Book recommended at the NZPF Conference in 2015, by Michael Fullan.

Not written from an educational leadership perspective, but from a business leadership perspective.

Scientific analysis of companies who, at some point in their history, made sudden and continued gains in income - with similar companies who did not grow, but carried on as is, or died. What did the successful companies do that made the difference?

What can cross over to Educational Leadership?
  • Level 5 leaders - Not out for personal gain, but what is best for the company. Fanatically driven, with an incurable desire for results. More plow-horse than show pony. Humility + will = Level 5. More often found within the company, than brought in from outside. In education, leaders who are fanatically driven to focus on what is best for the children. Passionate about education, but disinterested in personal gain. or kudos. 

  • First Who, then what - The importance of finding the right people, who are passionate about what they do - and giving them the mandate to lead and grow the vision. As opposed to building the vision, then making people fit. When in doubt, don't hire - keep looking. When you know you need to make a people-change, then act. Put your best people on your biggest opportunities.  In education, recruit great teachers / support staff. How can great people be given key roles? How can they be given big opportunities? Good to great management teams consist of people who debate vigorously.

  • Confront the brutal facts - what isn't working? how do we know? what can we do? Honest, diligent effort to uncover the truth. Lead with questions, not answers. Conduct autopsies without blame. Build red flag mechanisms that turn information into information that cannot be ignored. In education - reviewing practice, based on evidence. What constitutes evidence? what do we see as success for children? what are we not doing well? Who is falling behind? How can we track effectively so that we know if what we are doing is working for children?

  • Hedgehog Concept - what are you deeply passionate about? what drives your economic engine? What can you be the best in the world at, and what can't you be the best at - concentrate on the former, rather than what you want to be good at. Set goals and strategies based on understanding - rather than based on bravado. Simplicity - hedgehogs are really good at one thing and stick to it - rather than being like foxes, sly and trying to be good at lots of things - but lacking consistency. It took good to great companies about four years to get a hedgehog concept to concentrate on. In education - what do we know is working for our children? what strategies are making a difference? Rather than competing with the school down the road - identify point of difference and become really good at it.
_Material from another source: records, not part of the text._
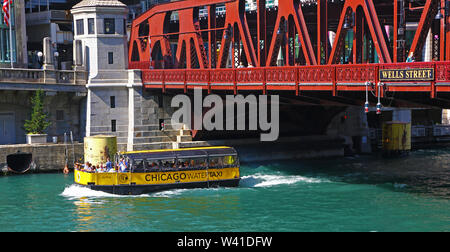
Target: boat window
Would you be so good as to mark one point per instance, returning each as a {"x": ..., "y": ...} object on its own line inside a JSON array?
[
  {"x": 151, "y": 164},
  {"x": 216, "y": 162},
  {"x": 184, "y": 163},
  {"x": 230, "y": 161},
  {"x": 138, "y": 165},
  {"x": 190, "y": 163},
  {"x": 167, "y": 163}
]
  • A Culture of Discipline - allowing for freedom and responsibility within a framework. Hire self-disciplined people who don't need to be managed, then manage the system rather than the people. Rinsing the cottage cheese - getting rid of what isn't needed, in the way of perks and privileges for executives. working under the same conditions as others within the company. Building a culture of discipline that will endure beyond the leader - if the leader left, discipline would continue.  In education - allow for creativity and choice within the constraint of what is effective practice / the vision of the school. Teaching as inquiry - challenges teachers to innovate, based on experience, research, results. Leaders taking a share of the load - getting involved.